The ‘Olinda Kolumbuwa’ also showcases the creativity of Sri Lankan traditional wood carvers. These boards are usually made of ebony (kaluwara) wood and beautifully carved. Most of these boards that are with families were designed during the Kandyan period. There is also a large collection of these boards in the Colombo Museum indicating how popular the game must have been in those days. ‘Olinda Keliya’ is also special, since it is mainly played by the women of the house while other traditional games are played mainly by men.

However, the most attractive element of this game is the shiny little red and black seed – Olinda. Crab’s eye is its common English name while the seed is also known as Jequirity, Rosary Pea or Indian licorice. The scientific name is Abrus precatorius. Olinda is a slender creeper that can grow large if the conditions are right. The vine has long, pinnate-leafleted leaves.

The Olinda vine has small whitish, pink or purplish pea-shaped flowers that bloom in dense slightly elongated clusters. Individual flowers have five small green sepals, which are fused together at the base into a short tube as per botanical sources. The fruit is a flat and relatively broad pod (20-35 mm long and 12-15 mm wide) with a sharp point. These pods are sparsely covered in hairs and have a rough texture. But when mature, these brown pods split open and curl back to reveal several (usually 3-7) oval-shaped Olinda seeds. The very distinctive seeds are about 5-7 mm long and 4-5 mm wide. They are bright scarlet-red in colour with a large black spot. Smooth in texture and glossy in appearance, they generally remain on the plant for several months.

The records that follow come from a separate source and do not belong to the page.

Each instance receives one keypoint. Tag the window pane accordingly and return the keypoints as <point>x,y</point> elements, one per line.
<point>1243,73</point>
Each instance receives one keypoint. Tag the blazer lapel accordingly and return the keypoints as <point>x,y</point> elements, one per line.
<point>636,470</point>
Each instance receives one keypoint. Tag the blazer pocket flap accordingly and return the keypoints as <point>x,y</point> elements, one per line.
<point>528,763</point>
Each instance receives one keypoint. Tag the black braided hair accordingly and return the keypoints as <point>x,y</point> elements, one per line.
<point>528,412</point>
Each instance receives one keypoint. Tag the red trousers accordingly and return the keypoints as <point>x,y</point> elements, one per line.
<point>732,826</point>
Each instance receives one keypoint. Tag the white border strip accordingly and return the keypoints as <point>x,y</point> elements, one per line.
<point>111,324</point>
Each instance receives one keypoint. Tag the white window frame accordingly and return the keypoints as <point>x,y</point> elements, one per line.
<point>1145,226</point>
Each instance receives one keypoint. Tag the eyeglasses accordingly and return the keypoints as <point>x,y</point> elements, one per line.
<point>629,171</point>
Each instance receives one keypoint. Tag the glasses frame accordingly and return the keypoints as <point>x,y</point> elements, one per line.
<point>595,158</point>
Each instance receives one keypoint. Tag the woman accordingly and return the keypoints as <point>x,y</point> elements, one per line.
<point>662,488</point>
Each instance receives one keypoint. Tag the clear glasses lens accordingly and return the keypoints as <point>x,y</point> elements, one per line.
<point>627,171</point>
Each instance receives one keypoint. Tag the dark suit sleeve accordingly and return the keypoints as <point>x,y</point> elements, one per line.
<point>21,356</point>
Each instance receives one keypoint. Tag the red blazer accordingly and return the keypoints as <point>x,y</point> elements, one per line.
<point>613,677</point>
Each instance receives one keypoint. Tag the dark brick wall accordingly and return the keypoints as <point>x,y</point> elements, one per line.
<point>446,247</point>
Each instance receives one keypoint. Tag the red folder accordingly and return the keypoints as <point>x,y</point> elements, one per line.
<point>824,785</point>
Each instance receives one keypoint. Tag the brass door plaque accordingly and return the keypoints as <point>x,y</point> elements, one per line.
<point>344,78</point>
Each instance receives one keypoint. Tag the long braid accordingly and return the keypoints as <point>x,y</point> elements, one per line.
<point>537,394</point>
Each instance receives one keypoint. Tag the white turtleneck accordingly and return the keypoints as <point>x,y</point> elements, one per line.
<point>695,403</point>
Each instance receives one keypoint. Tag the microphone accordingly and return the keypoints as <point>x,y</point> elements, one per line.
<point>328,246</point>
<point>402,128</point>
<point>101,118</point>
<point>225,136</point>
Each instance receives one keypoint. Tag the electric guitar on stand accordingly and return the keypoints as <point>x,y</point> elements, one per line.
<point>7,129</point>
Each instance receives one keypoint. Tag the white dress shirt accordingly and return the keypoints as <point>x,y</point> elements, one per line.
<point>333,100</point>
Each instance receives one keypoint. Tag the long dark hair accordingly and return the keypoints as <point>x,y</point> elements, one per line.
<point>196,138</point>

Olinda seeds in ancient time were used to measure gold. Olinda is an indigenous plant to Sri Lanka, but not endemic. Though it looks like a nut, the Olinda is also a legume like a pea or bean that splits into two with the seeds attached to one edge. They look beautiful, but many beautiful things can also be dangerous. “The Olinda seeds are also poisonous. They contain a toxin called abrin,” revealed Dr. Siril Wijesundara, head of Botanical Gardens Department. Abrin is deadly toxic, so it is always advisable to keep the attractive seeds away from children who may put them in their mouth.

“But the leaves have a sweet taste and are edible. Even the roots are not poisonous and used in medicine. The Olinda plant is a close relative of medicinal ‘wel mee’,” Dr. Wijesundara said. It grows fast and the birds disperse the seeds around. It can be an invasive in some parts. There is another species in this family called as ‘ela olinda’ – Abrus melanospermus, he adds.